“The left needs to demand green solutions that enable the public to take ownership of the services which they depend on, in order to avoid the financial impact of companies collapsing and increasing their prices.”
By Aden Harris, Labour for a Green New Deal
Amidst the cost of living crisis Sunak will be announcing the government’s Spring Statement in review of the UK’s economic forecast later this month. Although it is likely that Sunak will address the issue of inflation, as hinted at by the suggestion of a cut in fuel duty, Labour must demand more radical solutions to address the rising cost of living which supports a decarbonised economy.
Importantly the Resolution Foundation has reported that the recent surge of inflation is largely driven by energy bills and petrol, which provides Labour an opportunity to highlight how a zero-carbon economy will increase employment and reduce household bills without conflicting with urgent climate goals.
A significant contribution to the rising cost of household bills has clearly been the energy crisis that has seen 31 energy companies close down since the start of 2021. However, instead of having the public face increased costs from higher price caps and temporarily funding companies that have gone into administration, the Labour party must re-commit to fully nationalising energy companies so that the market is not able to inflate costs further but also to allow the profits to be reinvested into local communities.
Using this model, investment in local councils can be used to fund area-wide district energy systems or smart grid networks so that the distribution of energy is not only publicly funded but also locally managed.
By investing in publicly owned energy systems, local councils will be able to steer their communities away from a reliance on gas and oil as they will have the resources to expand investment in renewables. The benefits of this can already be seen in the successes of West Suffolk Council’s 12.4MW Toggam solar farm which the council had purchased post construction in 2016. This created £4 million of income of which £1.2 million was reinvested into public services as opposed to lining the pockets of private energy companies.
In addition to public ownership of energy supply, there must be further investment in improving the insulation and temperature regulation of housing to prevent households from experiencing fuel poverty by reducing the need for gas and electric heating throughout the year.

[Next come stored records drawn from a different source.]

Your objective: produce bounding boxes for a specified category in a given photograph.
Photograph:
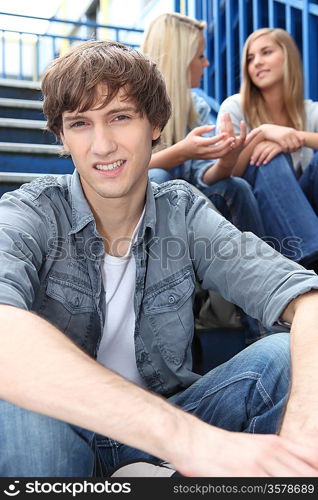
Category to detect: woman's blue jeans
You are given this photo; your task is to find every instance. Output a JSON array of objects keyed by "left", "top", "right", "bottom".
[
  {"left": 0, "top": 333, "right": 290, "bottom": 477},
  {"left": 244, "top": 153, "right": 318, "bottom": 266}
]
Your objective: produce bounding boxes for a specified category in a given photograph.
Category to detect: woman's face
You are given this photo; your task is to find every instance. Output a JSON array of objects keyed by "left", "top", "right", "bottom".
[
  {"left": 189, "top": 33, "right": 210, "bottom": 88},
  {"left": 247, "top": 35, "right": 284, "bottom": 91}
]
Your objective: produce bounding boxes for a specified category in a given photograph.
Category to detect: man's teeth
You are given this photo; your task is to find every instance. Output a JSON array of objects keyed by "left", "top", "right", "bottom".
[{"left": 96, "top": 160, "right": 124, "bottom": 170}]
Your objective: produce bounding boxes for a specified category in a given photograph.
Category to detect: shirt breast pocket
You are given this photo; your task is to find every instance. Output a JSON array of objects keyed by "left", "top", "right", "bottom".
[
  {"left": 38, "top": 276, "right": 99, "bottom": 351},
  {"left": 144, "top": 272, "right": 195, "bottom": 365},
  {"left": 46, "top": 277, "right": 95, "bottom": 314}
]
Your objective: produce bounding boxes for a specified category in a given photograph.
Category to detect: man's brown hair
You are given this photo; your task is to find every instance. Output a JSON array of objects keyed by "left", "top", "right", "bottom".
[{"left": 41, "top": 41, "right": 171, "bottom": 143}]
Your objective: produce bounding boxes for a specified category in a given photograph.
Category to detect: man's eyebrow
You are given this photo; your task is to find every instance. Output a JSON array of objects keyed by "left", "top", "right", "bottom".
[{"left": 63, "top": 106, "right": 138, "bottom": 122}]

Even before the collapse of multiple energy companies last year, 13.4% of households in England experienced fuel poverty in 2019 and this number is expected to rise with estimates of up to 8.5 million households now unable to heat and power their homes. Given the urgency of reaching zero-carbon the housing stock in the UK will need sufficient funding to improve its temperature regulation by installing double glazing as well as wall and roof insulation.
This is just another example of where Labour should demand public investment to improve the UK’s infrastructure in order to meet environmental standards whilst also saving on household bills.
Given the current vulnerability of privatisation in the energy sector, the left needs to demand green solutions that enable the public to take ownership of the services which they depend on, in order to avoid the financial impact of companies collapsing and increasing their prices. In doing so we can provide our local communities with more resources to decarbonise their own infrastructure – a transition which will inevitably generate more employment in green jobs in the process.